The liberated I2 requires 12.40 mL of 0.1025 M Na2S2O3, for its titration. Is the H2O2 up to the full strength (3% H2O2 by mass) as an antiseptic solution? Assume the density of the aqueous solution of H2O2 ( aq) is 1.00 g/ mL.

H2O2 (aq) + H + I^ - (aq) ---> H20 (l) + I2 (not balanced)

S203^2- + I2 --- >S406 ^2- (aq) + I^- (aq) (not balanced)

I posted this up before and got some responses however, the answer i got is different from the answer posted up...can someone please check and let me know if this is accurate or if i made a mistake somewhere..

1. So first you start off by balancing the equations:

H2O2 (aq) + 2H + 2I^ - (aq) ---> 2H20 (l) + I2

2S203^2- + I2 --- >S406 ^2- (aq) + 2I^- (aq)

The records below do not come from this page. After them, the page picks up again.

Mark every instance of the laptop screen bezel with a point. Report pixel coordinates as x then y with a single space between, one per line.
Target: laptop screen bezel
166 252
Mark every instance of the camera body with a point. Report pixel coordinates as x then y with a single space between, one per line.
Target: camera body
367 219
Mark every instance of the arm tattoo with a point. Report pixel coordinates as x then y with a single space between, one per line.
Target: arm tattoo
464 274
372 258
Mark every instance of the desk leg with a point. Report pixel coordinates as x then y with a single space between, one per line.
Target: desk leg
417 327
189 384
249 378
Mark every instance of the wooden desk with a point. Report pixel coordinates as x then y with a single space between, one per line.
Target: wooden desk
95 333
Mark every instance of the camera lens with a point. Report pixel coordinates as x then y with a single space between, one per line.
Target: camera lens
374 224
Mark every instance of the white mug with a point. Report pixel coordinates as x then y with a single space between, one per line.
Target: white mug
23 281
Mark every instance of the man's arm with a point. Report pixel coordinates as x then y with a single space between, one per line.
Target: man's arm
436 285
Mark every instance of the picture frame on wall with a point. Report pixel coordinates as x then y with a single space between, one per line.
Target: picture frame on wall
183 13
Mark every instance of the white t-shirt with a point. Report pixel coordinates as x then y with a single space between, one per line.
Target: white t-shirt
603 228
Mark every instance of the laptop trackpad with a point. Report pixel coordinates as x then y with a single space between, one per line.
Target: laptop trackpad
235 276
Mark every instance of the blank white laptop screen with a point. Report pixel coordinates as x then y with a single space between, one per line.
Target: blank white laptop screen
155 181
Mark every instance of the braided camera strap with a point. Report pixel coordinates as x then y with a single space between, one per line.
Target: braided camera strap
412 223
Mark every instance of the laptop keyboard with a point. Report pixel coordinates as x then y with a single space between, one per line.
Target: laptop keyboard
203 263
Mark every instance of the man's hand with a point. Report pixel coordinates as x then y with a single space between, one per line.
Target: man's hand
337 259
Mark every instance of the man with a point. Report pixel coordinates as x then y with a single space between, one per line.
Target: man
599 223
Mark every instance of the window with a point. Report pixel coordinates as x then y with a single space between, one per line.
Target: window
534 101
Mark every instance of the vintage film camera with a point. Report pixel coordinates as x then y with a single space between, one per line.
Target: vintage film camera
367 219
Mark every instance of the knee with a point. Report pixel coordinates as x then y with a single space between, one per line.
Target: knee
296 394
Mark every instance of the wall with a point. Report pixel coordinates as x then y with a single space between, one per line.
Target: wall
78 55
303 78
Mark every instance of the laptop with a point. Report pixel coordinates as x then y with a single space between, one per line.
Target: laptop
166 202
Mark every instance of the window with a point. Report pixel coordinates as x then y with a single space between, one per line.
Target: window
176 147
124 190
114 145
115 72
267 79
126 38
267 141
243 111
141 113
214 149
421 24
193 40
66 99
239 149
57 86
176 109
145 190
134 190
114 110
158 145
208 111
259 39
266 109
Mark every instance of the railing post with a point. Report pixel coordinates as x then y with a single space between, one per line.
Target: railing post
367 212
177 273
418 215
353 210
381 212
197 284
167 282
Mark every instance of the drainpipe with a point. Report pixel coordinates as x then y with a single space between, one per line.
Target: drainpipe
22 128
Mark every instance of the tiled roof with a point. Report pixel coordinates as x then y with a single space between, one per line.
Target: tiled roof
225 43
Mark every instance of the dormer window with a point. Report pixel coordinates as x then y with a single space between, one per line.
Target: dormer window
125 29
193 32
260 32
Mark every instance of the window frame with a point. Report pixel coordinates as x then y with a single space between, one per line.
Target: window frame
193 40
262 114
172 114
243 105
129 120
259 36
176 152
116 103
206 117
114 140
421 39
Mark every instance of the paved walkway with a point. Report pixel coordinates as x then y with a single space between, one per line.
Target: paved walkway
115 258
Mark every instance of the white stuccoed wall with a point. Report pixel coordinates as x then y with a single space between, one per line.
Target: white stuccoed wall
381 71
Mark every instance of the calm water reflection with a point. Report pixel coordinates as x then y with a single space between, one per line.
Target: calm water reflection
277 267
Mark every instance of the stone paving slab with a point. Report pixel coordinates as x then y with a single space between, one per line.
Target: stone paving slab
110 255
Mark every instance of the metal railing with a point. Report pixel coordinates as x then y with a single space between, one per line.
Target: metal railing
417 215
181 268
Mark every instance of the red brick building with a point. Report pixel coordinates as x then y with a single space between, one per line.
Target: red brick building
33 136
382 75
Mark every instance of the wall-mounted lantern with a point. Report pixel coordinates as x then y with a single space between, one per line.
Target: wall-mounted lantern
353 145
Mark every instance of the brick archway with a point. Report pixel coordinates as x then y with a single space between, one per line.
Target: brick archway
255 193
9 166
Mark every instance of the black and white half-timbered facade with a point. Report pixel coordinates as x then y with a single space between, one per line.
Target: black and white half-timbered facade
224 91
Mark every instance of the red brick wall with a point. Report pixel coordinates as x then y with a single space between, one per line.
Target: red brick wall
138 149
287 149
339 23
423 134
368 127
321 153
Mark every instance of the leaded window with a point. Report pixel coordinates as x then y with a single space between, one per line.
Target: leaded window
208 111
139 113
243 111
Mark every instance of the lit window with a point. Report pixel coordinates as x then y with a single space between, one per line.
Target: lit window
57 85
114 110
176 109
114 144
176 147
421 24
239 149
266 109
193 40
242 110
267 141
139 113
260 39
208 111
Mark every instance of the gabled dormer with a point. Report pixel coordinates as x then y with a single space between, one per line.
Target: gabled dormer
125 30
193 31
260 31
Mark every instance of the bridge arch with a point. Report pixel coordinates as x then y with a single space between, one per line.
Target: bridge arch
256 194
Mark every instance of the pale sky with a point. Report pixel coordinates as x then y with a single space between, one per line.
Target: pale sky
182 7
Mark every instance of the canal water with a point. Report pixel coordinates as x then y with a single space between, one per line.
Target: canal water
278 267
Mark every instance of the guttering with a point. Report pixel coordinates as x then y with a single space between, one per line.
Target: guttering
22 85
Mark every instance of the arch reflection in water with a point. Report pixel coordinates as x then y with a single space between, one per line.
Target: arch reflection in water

2. Write all the given information out under equation number 2 as you have enough information there to solve the #mols of Iodine

2S203^2- + I2 --- >S406 ^2- (aq) + 2I^- (aq)

0.0124L Iodine has half of that of 2S203^2-

0.1025M =0.0006355 mols

#mols = 0.001271mols

3. The Iodine in both equations is same

4.H2O2 must be the same to 1:1 ratio.
now i can calculate the grams of H2O2

mass = Molarmass*moles
=34.02Molarmass*0.0006355mols
=0.022g

5.We are told that full strength is 3% H2O2 by mass)

0.03*2ml (or 2g)
=0.06g H2O2

6.Since your answer in step 4 doesn't exceed the full strength limit in step 5, you can conclude that the h2o2 antiseptic solution is not up to full strength.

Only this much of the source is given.